Данный пример наряду с другими показывает, что работа философов по совершенствованию языкового инструментария науки преимущественно сосредоточивается на способах формализации языка научного исследования, а возможность «выражать невыразимое», то есть осуществлять исследование и делать научное открытие средствами самого языка, по-прежнему будет оставаться «философским вопросом». В статье мы показали, что в истории философии существует представление об эпистемологической автономности языка художественной литературы: аргументация Аристотеля, экзегетическая практика средневековых философов, прозрения Томаса Гоббса. Более того, эпистемологический потенциал образно-символических ресурсов языка как раз связывается с принципиальной открытостью, незавершенностью процесса познания: именно образ

позволяет выразить то вновь открытое, что впоследствии будет доказано и описано логикопонятийным языковым инструментарием.

Примечания:

1. Лукреций. О природе вещей. М.: Худож. лит., 1937. С. 59-60.
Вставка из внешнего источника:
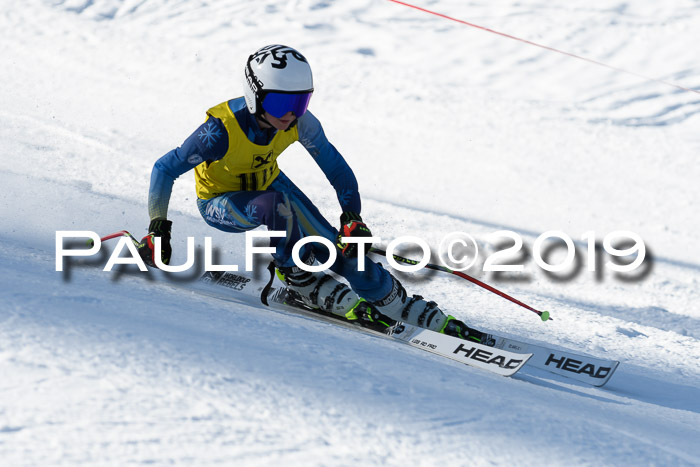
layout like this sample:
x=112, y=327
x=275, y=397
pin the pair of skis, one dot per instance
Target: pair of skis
x=505, y=358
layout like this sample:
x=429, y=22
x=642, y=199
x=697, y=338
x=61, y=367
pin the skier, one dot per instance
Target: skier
x=240, y=187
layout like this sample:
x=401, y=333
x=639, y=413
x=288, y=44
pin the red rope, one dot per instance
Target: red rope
x=648, y=78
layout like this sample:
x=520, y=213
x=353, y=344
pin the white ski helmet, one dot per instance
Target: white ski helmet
x=278, y=80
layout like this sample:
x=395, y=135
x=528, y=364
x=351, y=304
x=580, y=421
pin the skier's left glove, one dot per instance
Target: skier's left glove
x=351, y=225
x=157, y=228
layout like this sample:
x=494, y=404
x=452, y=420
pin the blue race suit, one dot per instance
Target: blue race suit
x=262, y=194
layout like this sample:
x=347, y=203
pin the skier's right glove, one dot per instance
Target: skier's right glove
x=157, y=228
x=351, y=225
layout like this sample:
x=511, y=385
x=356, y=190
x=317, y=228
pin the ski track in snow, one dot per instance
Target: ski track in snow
x=448, y=129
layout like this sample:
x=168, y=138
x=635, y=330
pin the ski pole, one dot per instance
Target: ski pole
x=544, y=315
x=121, y=233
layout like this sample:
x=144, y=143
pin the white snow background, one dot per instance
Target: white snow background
x=448, y=128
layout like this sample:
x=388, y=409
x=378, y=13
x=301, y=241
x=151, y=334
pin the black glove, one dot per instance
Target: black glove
x=157, y=228
x=351, y=225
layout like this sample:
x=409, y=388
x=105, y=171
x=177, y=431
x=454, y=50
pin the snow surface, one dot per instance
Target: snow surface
x=448, y=128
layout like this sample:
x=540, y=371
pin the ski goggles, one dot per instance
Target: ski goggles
x=278, y=104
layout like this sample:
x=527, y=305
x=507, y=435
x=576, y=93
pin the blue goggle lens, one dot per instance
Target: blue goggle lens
x=278, y=104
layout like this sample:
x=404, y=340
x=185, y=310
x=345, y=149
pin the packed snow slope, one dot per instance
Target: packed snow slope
x=449, y=129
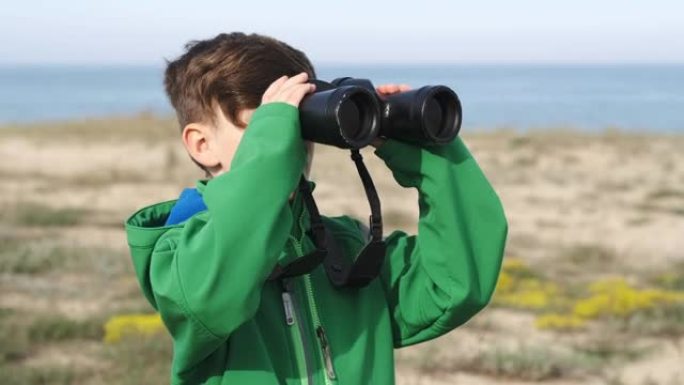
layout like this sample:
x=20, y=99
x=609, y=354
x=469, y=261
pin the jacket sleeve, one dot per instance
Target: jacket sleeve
x=438, y=279
x=208, y=275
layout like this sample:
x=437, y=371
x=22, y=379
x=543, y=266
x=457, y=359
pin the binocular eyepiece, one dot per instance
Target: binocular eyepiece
x=348, y=113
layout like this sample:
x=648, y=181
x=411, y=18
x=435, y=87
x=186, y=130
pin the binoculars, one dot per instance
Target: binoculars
x=348, y=113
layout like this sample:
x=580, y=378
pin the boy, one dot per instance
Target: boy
x=204, y=260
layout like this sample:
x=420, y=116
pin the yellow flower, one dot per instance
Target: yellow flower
x=559, y=322
x=132, y=324
x=615, y=297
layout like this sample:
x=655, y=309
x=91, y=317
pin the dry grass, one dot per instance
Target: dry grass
x=581, y=206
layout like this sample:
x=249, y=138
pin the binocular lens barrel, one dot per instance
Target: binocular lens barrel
x=346, y=117
x=428, y=115
x=348, y=113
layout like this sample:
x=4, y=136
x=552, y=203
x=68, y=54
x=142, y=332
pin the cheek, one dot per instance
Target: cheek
x=228, y=143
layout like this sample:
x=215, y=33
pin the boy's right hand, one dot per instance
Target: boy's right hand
x=290, y=90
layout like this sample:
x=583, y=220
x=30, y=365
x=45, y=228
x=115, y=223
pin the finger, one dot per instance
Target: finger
x=297, y=79
x=404, y=87
x=273, y=87
x=297, y=94
x=293, y=82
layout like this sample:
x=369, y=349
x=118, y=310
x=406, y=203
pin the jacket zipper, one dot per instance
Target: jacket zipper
x=297, y=333
x=325, y=353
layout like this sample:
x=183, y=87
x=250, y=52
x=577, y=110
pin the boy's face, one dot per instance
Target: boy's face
x=213, y=145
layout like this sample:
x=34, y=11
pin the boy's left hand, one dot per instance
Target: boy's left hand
x=386, y=90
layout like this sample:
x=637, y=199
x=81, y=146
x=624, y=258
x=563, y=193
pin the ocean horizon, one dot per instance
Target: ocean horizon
x=630, y=97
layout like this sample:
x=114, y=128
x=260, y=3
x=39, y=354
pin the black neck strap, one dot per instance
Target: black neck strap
x=307, y=263
x=369, y=262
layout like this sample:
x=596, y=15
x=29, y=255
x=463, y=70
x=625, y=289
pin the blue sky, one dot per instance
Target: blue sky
x=351, y=31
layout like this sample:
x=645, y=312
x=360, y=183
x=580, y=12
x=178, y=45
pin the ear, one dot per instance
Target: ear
x=196, y=138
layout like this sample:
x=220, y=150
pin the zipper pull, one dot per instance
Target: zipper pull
x=327, y=354
x=289, y=311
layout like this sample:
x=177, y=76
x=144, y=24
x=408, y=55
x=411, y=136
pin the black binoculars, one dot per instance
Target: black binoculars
x=349, y=113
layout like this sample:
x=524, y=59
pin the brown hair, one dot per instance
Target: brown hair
x=232, y=70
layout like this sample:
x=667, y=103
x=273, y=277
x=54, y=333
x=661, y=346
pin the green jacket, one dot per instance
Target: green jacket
x=207, y=277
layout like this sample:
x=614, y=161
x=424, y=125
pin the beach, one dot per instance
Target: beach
x=595, y=219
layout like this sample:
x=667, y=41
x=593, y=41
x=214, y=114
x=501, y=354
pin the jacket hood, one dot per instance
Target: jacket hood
x=143, y=230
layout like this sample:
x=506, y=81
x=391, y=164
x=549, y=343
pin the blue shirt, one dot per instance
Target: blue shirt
x=189, y=203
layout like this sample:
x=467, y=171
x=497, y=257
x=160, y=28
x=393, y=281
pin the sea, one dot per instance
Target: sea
x=626, y=97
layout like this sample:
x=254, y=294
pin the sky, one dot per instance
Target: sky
x=143, y=32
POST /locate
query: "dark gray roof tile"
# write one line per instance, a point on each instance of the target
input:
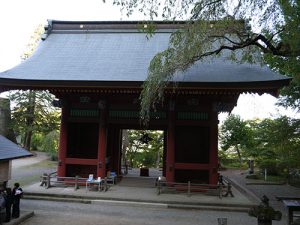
(9, 150)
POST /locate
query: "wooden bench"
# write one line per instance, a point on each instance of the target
(52, 180)
(221, 190)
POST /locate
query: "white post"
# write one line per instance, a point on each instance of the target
(265, 174)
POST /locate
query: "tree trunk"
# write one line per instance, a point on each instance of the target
(29, 120)
(239, 154)
(157, 159)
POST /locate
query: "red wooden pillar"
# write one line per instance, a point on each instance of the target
(62, 153)
(170, 156)
(213, 172)
(102, 142)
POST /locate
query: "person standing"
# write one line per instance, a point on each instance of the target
(17, 194)
(8, 204)
(2, 206)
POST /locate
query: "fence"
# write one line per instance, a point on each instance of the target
(222, 190)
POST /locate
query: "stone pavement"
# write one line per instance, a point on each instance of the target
(130, 193)
(134, 195)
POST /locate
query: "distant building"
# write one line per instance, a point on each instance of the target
(96, 70)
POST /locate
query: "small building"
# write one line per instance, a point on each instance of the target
(96, 69)
(8, 152)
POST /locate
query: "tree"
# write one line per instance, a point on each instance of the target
(33, 113)
(143, 153)
(279, 140)
(235, 133)
(252, 30)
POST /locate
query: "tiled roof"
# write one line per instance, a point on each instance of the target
(102, 52)
(9, 150)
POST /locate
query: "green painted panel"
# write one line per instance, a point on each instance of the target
(192, 116)
(116, 114)
(84, 113)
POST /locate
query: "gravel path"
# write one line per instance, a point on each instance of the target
(28, 170)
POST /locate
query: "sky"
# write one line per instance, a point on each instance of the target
(19, 19)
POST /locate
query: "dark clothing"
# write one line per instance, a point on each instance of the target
(17, 194)
(8, 204)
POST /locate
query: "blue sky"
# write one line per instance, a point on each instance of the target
(18, 20)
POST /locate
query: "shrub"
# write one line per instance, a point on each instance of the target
(271, 165)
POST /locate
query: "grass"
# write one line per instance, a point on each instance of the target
(270, 178)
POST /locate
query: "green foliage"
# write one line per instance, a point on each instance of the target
(142, 154)
(271, 165)
(236, 134)
(50, 144)
(270, 27)
(272, 143)
(33, 115)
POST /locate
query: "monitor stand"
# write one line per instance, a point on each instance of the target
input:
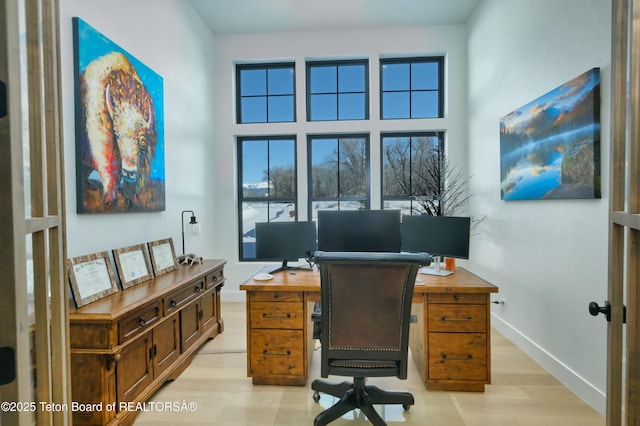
(286, 267)
(436, 269)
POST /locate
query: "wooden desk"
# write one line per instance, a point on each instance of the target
(126, 345)
(449, 339)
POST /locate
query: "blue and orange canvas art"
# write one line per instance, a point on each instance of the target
(550, 148)
(119, 127)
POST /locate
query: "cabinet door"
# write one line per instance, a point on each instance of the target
(190, 325)
(166, 344)
(134, 370)
(209, 311)
(92, 381)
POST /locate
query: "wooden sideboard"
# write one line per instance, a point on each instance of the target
(449, 338)
(126, 345)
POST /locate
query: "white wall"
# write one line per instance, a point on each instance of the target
(299, 47)
(549, 257)
(170, 38)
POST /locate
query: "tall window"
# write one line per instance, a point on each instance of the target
(267, 185)
(337, 90)
(265, 93)
(413, 170)
(412, 88)
(338, 172)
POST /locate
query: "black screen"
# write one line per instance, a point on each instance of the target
(359, 230)
(437, 235)
(285, 240)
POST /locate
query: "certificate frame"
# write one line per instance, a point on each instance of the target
(91, 277)
(133, 265)
(163, 256)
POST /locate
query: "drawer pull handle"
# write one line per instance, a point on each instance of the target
(457, 358)
(271, 316)
(445, 318)
(266, 352)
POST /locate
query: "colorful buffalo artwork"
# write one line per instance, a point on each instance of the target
(119, 137)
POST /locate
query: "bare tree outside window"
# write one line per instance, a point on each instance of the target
(339, 172)
(416, 168)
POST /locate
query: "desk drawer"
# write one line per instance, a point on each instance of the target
(277, 352)
(179, 298)
(457, 356)
(137, 321)
(277, 315)
(457, 318)
(276, 296)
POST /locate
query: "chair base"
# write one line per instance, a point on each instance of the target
(356, 395)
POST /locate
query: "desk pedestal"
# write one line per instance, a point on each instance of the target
(449, 341)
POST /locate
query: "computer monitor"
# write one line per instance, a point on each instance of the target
(359, 230)
(446, 236)
(285, 241)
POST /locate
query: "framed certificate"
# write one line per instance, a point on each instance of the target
(133, 265)
(163, 256)
(91, 278)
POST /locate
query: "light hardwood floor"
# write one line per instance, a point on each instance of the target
(521, 394)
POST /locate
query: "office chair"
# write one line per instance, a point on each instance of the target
(365, 312)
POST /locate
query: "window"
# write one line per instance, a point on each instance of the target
(337, 90)
(265, 93)
(267, 185)
(338, 172)
(413, 171)
(412, 88)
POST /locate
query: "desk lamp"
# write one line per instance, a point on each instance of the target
(194, 227)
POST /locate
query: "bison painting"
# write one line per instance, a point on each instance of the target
(116, 138)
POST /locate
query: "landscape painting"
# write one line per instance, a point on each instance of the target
(550, 148)
(119, 127)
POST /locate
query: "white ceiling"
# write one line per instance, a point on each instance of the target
(258, 16)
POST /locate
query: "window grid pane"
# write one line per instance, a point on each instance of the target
(268, 186)
(338, 172)
(411, 88)
(411, 169)
(265, 93)
(337, 91)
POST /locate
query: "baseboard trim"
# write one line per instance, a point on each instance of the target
(596, 398)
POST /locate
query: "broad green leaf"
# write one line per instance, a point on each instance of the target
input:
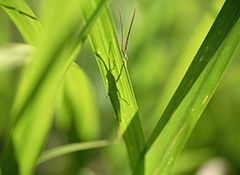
(14, 55)
(77, 106)
(24, 19)
(70, 148)
(34, 102)
(107, 51)
(193, 93)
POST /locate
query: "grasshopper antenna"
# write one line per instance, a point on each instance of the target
(121, 25)
(130, 30)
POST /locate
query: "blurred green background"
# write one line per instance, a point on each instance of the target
(164, 39)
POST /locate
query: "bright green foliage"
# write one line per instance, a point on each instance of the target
(51, 94)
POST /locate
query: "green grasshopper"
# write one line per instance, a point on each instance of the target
(113, 91)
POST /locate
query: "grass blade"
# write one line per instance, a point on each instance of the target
(24, 19)
(193, 93)
(105, 45)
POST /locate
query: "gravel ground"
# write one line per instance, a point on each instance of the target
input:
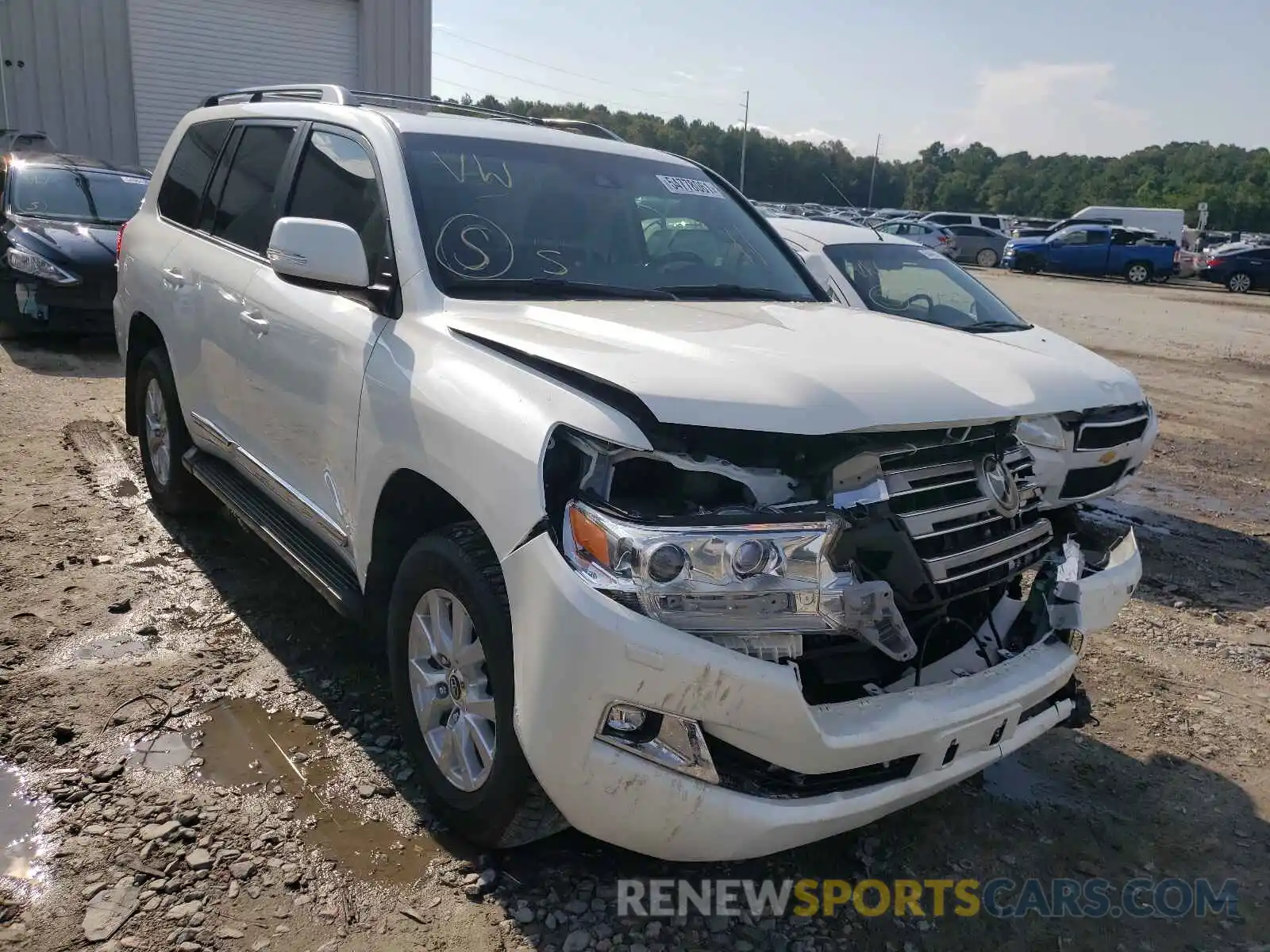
(197, 754)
2. Лосев А.Ф. Эллинистически-римская эстетика. М.: Мысль, 2002. С. 99.

3. Тертуллиан. Избранные сочинения: пер. с лат. / общ. ред. и сост. А.А. Столярова. М.: Прогресс: Культура, 1994. С. 251-252.

4. Бычков В.В. Aesthetika Ра^ит. Эстетика отцов церкви. Т. 1. М.: Ладомир, 1995. С. 462.

5. Гилберт К.Э., Кун Г. История эстетики. СПб.: Алетейя: Университет, 2000. С. 221.

6. Декарт Р. Рассуждения о методе, чтобы верно направлять свой ум и отыскивать истину в науках // Декарт Р. Сочинения: в 2 т. Т. 1. М.: Мысль, 1989. С. 250-297.

7. Борхес Х.Л. Аналитический язык Джона Уилкинса // Борхес Х.Л. Сочинения: в 3 т. Т. 2. М.: Полярис, 1997. С. 83-87.